Die Einwohner von Siggelkow lassen sich nicht unterkriegen. Einer der angereisten Siggelkows entschließt sich an diesem Tag, dem Bauförderverein beizutreten. Viele andere spenden freigiebig. Dorfchronist Heinz Niemann ist vom Erfolg des Projekts überzeugt:

"Unsere Kirche ist ein einziger Aufruf zum Frieden. Ihre Glocken sind während des Ersten Weltkrieges – die schönste und größte Glocke ist abgenommen worden. Man hat gesammelt, eine neue Glocke angeschafft. Die ist 1929 geweiht worden. Und die hat ganze zehn Jahre gehangen, da wurde sie für den Zweiten Weltkrieg schon wieder abgenommen..."

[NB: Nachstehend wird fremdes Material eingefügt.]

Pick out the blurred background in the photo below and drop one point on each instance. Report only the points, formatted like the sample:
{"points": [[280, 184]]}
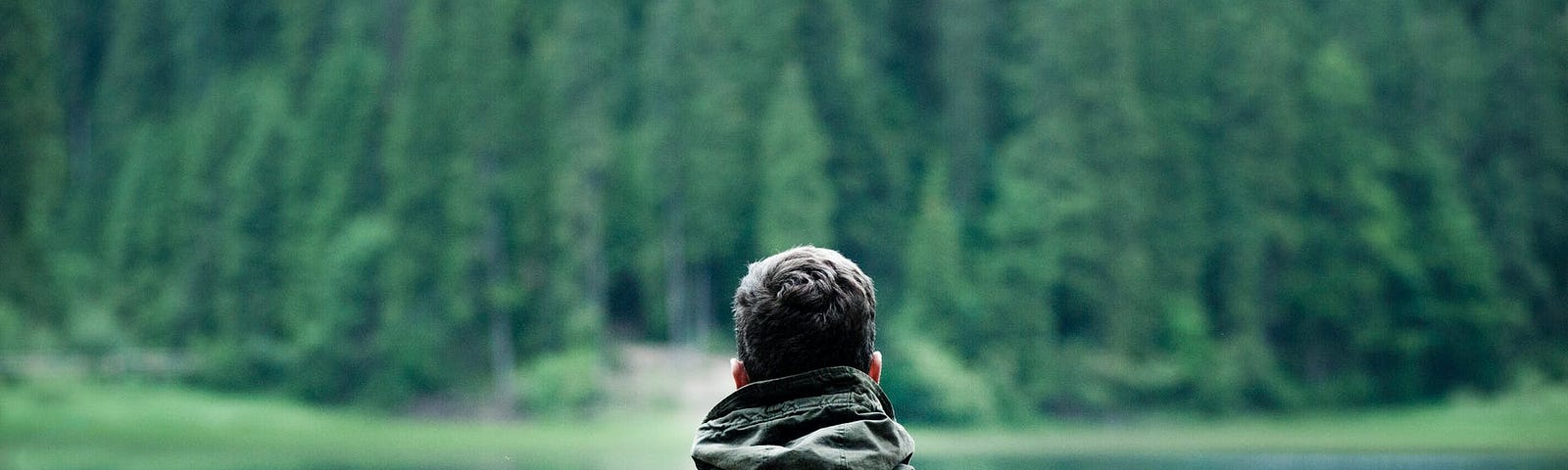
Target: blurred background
{"points": [[1073, 211]]}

... um daraus Waffen herzustellen. Heute, so Heinz Niemann, sei die Kirche von Siggelkow der friedliche Mittelpunkt des Dorfes.

"Wir machen Bilderausstellungen dort, Konzerte finden in der Kirche statt. Und insofern glauben wir schon, dass wir alles tun müssen, dass diese Kirche erhalten bleibt. Ich bin Atheist, aber wir haben eine so gute Verbindung zur Kirchgemeinde, dass wir zum Beispiel hier heute dieses gemeinsame Projekt betreiben. Ich bin sehr oft in der Kirche, aber nicht zu den Gottesdiensten. Das ist das Schöne an der Kirche, dass sie auch meine Bedürfnisse voll abdeckt."